Wednesday, June 5, 2013

Is It a Bump or a Plateau?

Ever since I got pregnant about two and a half years ago, my body has been subject to drastic hormonal shifting. There were the various stages of pregnancy, then childbirth, then nursing and the steady, year-long decline into weaning. If I could count on one thing, it was the sense that none of the symptoms would last for long. Disgust toward poultry in the first trimester gave way to intense beef cravings in the second. Postpartum joint pain faded over the first few months of my newborn daughter's life. When breast milk was her only sustenance and I was a busy, full-time wet nurse, I didn't need exercise, cigarettes or a job to consume my then-nonexistent nervous energy. Once she started eating solid foods, I needed other outlets again.

She fully weaned a couple weeks ago, and even though I breastfed her just once a day for the previous two months, the hormonal impact jarred me. For the first forty eight hours, I felt as if I'd caught a crying virus - sub sneezing fits with random, heartfelt sobbing and that's why my face was so red and splotchy. Thankfully I've moved past that, but now a new batch of bodily oddnesses have caught me off guard. Onions gross me out. Certain cheeses I usually enjoy suddenly taste sour. Perfumes overwhelm me. I'm no longer attracted to Detroit Tigers pitcher Doug Fister. They're little things, yes. But when experienced en masse, they make me feel as if I awoke in a slightly different woman's body. 

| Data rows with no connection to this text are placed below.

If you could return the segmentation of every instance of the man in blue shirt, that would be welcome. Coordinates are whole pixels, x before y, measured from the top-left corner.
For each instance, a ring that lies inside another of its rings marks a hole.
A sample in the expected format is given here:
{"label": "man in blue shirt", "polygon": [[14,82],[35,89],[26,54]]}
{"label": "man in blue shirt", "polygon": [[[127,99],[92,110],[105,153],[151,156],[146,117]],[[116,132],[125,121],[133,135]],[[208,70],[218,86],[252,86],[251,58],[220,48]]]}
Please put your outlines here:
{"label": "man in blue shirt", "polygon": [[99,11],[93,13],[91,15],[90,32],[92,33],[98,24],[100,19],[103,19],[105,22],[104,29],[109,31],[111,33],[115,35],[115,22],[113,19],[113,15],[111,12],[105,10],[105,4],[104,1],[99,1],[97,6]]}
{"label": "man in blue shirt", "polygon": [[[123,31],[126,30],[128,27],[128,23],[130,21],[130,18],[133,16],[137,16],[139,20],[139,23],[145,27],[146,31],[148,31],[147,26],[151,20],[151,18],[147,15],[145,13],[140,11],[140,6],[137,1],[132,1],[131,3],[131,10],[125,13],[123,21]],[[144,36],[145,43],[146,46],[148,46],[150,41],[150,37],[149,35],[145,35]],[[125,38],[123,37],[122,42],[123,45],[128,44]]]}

And again, I've kinda gotten used to that sense of weirdness, except there are two key, disturbing differences at this point in the journey - 1) I'm not distracted by the daunting prospect of birthing or raising a brand new person; I'm rather well settled in this life which gives me time to think, and 2) Now that I'm at the end of this pregnancy/childbirth/nursing experience I have to wonder, are these changes permanent? Or is there another change in the near future? And which scenario is more discomfiting? I'll just have to wait and see. Having no control is my dual comfort and frustration.